Before we start
Engagement Readiness
What to expect between the scoping call and the start of the engagement. This page documents the contracting path, access categories, scheduling logic, and the readiness checklist that determines when work begins.
Contracting
A single Engagement Letter, returned in one business day.
The standard engagement is governed by a single Engagement Letter covering scope, deliverables, fees, and terms. I am happy to work within your existing contracting framework when preferred.
Executed agreements are returned within one business day of receipt.
Access and onboarding
What I need access to, and why.
The diagnostic tests an AI workflow under realistic reliance pressure. That requires observing the workflow as the team actually uses it, not in a sandbox. The access categories below cover what I have asked for across prior engagements. Specifics are confirmed during the scoping call. Expand any item for detail.
Workflow-level access
A credentialed account with sufficient permissions to execute the full AI-assisted workflow as a power user. Allows testing reasoning behavior across the complete input-output chain.
Standard user access
A separate credential reflecting the permissions of a typical end user. Allows evaluating the workflow as the team actually experiences it.
Environment access
SSH or remote desktop access to the environment where the workflow runs, when the diagnostic requires observing model behavior under production conditions.
Output and log history
Access to historical outputs, decision logs, or audit trails from the workflow under review, when available. Typically the most recent thirty to sixty days.
Documentation
System architecture diagrams, integration specifications, prompt templates or system instructions, and any internal evaluation criteria currently in use.
Provisioning access in enterprise environments involves IT, security, and sometimes legal coordination. In my experience this is the single largest driver of engagement timeline variability. Organizations that begin the access request process during the contracting phase, rather than after Engagement Letter execution, typically save two to three weeks.
Scheduling
Your slot is held for fifteen business days from Engagement Letter execution.
The engagement clock starts when your materials package is complete. The engagement start date is determined by how quickly your organization completes the readiness checklist below.
If required materials have not been received within the fifteen-business-day window, I work with you to reschedule to the next available slot.

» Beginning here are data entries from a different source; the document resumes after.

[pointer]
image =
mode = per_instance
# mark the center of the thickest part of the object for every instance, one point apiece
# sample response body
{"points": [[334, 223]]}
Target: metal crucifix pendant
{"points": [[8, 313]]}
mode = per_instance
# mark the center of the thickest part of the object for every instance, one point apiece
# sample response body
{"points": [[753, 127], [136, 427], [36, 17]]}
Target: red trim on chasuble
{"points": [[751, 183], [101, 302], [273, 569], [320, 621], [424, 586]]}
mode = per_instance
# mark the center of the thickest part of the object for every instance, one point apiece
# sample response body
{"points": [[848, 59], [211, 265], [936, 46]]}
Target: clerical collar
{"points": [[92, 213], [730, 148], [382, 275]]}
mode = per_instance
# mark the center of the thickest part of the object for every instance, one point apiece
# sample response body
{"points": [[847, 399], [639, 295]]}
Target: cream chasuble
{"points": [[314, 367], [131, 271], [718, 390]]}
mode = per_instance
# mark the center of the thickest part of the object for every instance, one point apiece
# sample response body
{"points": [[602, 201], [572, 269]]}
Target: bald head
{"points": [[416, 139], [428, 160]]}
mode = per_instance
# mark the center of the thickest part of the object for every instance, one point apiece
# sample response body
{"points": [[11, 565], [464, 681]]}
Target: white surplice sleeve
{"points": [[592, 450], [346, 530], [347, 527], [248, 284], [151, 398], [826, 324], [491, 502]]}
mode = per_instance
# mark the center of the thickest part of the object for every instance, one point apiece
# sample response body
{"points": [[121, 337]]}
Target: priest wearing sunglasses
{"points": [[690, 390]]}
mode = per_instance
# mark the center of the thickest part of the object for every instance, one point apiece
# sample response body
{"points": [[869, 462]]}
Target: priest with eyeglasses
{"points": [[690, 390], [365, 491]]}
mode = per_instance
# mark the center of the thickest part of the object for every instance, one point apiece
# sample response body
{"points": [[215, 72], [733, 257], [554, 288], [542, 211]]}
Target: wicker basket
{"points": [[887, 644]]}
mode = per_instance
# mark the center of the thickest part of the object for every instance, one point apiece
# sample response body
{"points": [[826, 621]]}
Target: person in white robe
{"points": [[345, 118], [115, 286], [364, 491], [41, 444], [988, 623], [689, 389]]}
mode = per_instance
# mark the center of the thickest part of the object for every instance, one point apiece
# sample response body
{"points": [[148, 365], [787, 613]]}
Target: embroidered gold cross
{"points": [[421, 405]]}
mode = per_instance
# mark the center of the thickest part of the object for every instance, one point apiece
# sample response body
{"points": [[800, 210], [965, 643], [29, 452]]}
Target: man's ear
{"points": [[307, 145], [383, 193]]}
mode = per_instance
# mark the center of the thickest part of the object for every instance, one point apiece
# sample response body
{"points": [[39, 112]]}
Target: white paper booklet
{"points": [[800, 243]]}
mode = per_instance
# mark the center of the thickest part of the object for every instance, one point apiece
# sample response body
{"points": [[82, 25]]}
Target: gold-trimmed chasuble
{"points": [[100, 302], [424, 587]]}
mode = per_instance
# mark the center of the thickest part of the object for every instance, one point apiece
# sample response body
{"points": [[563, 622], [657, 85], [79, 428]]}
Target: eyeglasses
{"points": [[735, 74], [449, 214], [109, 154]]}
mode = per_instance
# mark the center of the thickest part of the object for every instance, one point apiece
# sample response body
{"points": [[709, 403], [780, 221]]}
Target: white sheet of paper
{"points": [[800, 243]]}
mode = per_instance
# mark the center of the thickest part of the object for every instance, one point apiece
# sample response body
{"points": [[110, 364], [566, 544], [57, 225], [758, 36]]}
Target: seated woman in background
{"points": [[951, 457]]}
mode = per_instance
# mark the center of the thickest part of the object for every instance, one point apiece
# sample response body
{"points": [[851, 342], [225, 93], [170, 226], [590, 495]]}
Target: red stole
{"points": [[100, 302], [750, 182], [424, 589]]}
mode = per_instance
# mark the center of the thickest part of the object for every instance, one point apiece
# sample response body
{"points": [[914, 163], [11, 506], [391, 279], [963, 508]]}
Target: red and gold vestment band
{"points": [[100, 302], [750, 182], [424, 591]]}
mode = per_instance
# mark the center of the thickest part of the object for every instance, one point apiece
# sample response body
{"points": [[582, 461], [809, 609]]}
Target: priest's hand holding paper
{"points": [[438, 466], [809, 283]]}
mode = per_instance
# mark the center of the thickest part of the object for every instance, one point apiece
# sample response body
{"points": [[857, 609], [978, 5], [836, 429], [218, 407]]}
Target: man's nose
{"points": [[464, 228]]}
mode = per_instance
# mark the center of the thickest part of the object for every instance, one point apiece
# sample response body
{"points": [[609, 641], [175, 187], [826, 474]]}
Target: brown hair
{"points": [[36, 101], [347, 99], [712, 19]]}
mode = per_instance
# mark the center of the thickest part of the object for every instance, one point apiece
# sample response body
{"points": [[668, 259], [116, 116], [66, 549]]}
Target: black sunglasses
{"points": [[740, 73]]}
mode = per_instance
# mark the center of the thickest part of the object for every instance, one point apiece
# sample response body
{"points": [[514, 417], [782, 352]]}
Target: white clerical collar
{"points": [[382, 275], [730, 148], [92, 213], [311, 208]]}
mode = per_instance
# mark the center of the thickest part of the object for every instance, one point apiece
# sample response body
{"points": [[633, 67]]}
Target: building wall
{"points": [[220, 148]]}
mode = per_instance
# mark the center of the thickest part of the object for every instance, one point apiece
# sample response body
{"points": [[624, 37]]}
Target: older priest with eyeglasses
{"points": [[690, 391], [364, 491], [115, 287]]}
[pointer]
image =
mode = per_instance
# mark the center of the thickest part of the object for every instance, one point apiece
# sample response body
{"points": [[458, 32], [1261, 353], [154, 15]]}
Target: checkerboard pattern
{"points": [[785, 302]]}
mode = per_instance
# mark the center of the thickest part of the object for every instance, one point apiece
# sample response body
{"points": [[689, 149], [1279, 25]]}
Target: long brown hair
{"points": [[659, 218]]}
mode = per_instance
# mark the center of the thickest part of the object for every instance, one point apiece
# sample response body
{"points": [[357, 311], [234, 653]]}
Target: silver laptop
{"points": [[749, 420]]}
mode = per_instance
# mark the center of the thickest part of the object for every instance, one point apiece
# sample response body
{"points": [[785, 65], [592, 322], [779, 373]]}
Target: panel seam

Current lead time for new engagements: six to eight weeks.
Readiness checklist
What the engagement lead runs in parallel with contracting.
The items below are what you receive after the scoping call so materials-gathering proceeds alongside legal review rather than sequentially. Each item is something your organization controls.
- Identify and brief the engagement lead: a single point of contact with authority to provide materials and approve access within 48 hours of request.
- Begin the internal access provisioning request covering the categories above.
- Compile workflow documentation.
- Generate sample input and output pairs from the target workflow: minimum twenty representative examples.
- Document the decision chain: who receives the AI output, what decisions are made based on it, and what review process exists today.
- Identify the executive sponsor who will receive the findings brief.
- Schedule the findings review on the executive sponsor's calendar: a sixty-minute block within five business days of brief delivery, even if tentative.
My commitments
What you can hold me to.
- Executed agreements returned within one business day of receipt.
- Engagement scheduling confirmed within one business day of receiving a complete materials package.
- All deliverables on the timeline specified in the Engagement Letter.
- Findings delivered directly to the executive sponsor, not filtered through intermediaries.